Der türkische Präsident Recep Tayyip Erdoğan stellt sich öffentlich an die Spitze der Solidarität mit den Palästinensern. Gleichzeitig steht seine Regierung innenpolitisch zunehmend in der Kritik aufgrund der wirtschaftlichen Beziehungen mit Israel. Wie haben sich diese seit dem 7. Oktober 2023 entwickelt?

Die islamistische Politik in der Türkei hat lange Zeit versucht, die palästinensische Frage, die sie als einen religiösen Kampf zwischen Juden und Muslimen ansieht, zu ihrer Sache zu machen. Doch unter der AKP-Regierung seit 2002 stiegen die türkischen Exporte nach Israel um das Sechsfache. Nach dem 7. Oktober verschärfte Erdoğan zwar seine Rhetorik gegenüber Israel, unternahm aber nichts, um die Handelsbeziehungen zu unterbinden.

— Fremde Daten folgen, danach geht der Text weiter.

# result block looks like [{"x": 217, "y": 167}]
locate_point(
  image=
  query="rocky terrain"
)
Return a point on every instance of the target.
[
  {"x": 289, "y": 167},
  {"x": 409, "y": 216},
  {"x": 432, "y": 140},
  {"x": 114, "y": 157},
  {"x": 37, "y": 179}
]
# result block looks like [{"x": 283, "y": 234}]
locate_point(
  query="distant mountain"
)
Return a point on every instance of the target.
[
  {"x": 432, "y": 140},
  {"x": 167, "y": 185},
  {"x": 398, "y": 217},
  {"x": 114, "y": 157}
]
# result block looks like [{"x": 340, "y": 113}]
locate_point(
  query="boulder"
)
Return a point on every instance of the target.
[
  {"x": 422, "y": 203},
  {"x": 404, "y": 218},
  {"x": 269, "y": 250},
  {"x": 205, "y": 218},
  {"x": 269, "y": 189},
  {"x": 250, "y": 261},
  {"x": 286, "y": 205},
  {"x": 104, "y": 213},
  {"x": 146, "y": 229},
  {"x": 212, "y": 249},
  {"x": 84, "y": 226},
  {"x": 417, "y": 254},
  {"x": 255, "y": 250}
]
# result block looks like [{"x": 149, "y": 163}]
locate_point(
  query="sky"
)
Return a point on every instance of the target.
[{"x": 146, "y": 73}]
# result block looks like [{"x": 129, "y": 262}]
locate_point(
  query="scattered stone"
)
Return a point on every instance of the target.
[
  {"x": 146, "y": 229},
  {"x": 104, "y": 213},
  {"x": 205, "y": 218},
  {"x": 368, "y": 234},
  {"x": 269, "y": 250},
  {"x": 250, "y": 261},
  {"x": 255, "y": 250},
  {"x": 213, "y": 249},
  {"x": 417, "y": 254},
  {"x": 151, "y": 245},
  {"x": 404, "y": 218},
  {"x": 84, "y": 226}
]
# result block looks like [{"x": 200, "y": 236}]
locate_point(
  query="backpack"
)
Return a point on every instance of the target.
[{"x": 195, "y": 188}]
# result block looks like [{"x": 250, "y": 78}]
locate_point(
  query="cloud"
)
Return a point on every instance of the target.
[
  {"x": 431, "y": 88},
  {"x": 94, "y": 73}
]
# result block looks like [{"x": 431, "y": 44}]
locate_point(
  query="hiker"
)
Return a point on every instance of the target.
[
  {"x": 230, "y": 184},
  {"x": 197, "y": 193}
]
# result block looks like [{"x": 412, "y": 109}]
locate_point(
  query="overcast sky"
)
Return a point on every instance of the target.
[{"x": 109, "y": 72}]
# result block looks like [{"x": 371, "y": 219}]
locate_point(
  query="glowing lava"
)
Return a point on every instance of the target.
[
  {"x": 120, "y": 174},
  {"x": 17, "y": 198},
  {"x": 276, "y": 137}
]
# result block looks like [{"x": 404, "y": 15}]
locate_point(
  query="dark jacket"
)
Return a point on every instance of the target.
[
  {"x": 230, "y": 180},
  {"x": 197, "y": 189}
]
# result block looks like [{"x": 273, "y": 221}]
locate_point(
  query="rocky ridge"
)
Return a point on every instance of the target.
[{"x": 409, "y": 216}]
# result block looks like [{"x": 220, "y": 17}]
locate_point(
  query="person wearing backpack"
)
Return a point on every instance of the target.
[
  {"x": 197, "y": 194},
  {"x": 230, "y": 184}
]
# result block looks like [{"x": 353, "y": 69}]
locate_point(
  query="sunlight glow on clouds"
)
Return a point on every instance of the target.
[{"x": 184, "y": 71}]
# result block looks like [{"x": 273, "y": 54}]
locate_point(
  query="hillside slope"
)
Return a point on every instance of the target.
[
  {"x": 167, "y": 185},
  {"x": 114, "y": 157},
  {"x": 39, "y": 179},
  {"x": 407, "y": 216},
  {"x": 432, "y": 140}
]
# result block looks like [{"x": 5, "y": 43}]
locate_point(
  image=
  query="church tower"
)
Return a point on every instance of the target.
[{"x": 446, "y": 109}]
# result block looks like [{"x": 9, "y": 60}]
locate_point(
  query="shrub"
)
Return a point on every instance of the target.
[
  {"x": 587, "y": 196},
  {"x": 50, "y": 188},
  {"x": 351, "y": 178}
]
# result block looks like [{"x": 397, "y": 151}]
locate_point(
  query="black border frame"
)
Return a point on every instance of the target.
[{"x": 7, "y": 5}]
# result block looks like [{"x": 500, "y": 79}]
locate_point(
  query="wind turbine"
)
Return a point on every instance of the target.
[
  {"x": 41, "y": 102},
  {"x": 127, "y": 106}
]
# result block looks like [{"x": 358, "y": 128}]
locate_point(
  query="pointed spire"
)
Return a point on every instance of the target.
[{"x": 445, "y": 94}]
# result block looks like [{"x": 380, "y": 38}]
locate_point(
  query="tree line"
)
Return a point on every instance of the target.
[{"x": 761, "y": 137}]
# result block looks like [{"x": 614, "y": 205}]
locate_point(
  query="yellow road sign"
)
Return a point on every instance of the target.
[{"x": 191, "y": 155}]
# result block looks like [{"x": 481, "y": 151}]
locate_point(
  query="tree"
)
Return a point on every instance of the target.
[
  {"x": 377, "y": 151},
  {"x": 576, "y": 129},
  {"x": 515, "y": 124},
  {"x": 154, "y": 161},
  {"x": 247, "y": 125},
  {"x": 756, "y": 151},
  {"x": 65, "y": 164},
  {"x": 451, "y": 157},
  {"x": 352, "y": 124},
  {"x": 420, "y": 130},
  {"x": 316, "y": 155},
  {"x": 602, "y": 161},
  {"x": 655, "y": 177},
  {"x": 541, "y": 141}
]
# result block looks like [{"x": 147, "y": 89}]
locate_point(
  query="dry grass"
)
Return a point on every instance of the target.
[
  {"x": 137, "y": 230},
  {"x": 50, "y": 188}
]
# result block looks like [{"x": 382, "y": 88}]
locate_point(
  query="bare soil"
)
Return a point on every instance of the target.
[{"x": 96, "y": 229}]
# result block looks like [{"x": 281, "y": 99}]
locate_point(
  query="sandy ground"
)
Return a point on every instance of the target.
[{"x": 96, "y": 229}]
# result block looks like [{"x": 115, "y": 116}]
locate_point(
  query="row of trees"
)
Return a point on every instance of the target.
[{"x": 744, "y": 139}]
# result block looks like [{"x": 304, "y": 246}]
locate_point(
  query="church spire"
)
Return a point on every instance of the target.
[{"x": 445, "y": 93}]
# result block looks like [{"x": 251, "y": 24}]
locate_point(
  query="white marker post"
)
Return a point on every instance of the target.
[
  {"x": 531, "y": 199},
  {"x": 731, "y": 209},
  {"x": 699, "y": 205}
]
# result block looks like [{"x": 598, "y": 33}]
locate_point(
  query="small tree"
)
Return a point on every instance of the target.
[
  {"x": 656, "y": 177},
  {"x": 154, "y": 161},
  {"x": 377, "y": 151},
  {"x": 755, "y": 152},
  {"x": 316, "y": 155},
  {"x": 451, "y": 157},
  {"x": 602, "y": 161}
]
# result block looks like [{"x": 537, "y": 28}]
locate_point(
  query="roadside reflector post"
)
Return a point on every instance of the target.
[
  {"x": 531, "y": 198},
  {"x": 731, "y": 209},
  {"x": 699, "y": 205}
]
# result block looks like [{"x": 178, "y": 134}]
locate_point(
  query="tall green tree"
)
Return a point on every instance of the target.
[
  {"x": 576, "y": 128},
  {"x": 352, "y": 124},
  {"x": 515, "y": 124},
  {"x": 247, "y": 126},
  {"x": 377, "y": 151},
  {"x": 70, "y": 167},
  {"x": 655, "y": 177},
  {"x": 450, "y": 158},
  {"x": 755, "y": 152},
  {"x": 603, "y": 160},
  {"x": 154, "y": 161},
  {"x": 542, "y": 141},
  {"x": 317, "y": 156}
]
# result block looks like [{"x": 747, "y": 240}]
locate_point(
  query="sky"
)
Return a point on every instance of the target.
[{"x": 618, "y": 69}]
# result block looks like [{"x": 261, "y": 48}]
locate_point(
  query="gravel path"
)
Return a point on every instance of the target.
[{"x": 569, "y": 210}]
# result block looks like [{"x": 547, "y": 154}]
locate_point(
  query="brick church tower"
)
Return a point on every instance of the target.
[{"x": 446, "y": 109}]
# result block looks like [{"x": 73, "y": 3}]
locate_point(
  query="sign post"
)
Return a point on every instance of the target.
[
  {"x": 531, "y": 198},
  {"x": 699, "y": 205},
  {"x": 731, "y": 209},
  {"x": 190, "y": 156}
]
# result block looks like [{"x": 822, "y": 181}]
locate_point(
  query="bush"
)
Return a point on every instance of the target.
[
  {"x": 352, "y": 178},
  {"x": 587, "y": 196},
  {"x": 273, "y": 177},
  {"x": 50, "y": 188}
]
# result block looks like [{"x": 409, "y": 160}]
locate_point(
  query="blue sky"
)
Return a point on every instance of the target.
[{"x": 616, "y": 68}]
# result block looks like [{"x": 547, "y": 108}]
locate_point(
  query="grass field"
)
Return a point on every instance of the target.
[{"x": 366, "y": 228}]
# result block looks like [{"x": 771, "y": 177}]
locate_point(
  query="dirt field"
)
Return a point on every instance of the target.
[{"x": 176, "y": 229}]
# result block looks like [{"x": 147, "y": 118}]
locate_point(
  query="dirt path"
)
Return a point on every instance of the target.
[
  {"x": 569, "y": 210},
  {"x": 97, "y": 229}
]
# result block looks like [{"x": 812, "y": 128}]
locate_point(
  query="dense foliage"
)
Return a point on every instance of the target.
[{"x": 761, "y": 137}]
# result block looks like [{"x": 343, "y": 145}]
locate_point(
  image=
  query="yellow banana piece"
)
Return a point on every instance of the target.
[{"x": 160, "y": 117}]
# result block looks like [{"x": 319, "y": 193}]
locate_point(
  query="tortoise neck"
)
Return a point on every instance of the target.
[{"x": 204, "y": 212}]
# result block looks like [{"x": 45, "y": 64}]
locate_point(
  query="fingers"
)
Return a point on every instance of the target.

Profitiert die AKP-MHP-Regierungsallianz direkt von diesen Geschäften?

Es ist ein sehr profitables Geschäft. Deshalb geben sie es auch nicht auf. Im Jahr 2023 exportierte die Türkei zum Beispiel Waffen im Wert von 5,43 Milliarden US-Dollar nach Israel. Die meisten dieser Unternehmen stehen der Regierung nahe und sind Mitglieder des religiös-konservativen Unternehmerverbandes MÜSIAD. Ein Abgeordneter der MHP, der sich in besonders scharfer Form gegen Israel geäußert hat, besitzt sogar ein Unternehmen, das Saatgut aus Israel importiert.

Israel soll bislang 95 Prozent seines Zement- und 65 Prozent seines Stahlbedarfs durch Importe aus der Türkei gedeckt haben. Am Dienstag hat das türkische Wirtschaftsministerium Restriktionen für den Handel mit 54 Exportgütern, darunter Zement, Eisen und Stahl, verkündet, bis ein Waffenstillstand für Gaza ausgerufen und humanitäre Hilfe zugelassen wird. Wie bewerten Sie diesen Schritt?

Es handelt sich um eine vage Formulierung, bei der offengelassen wird, ob es bei den Beschränkungen um die Menge, die Nutzung oder die Quote geht. Es ist zudem kein Handelsverbot, und es gibt keine Beschränkungen für Importe aus Israel. Daher scheint es sich eher um eine kosmetische Erklärung zu handeln, um einen öffentlichen Aufschrei zu vermeiden.

Warum fürchtet die Regierung gerade jetzt so einen Aufschrei?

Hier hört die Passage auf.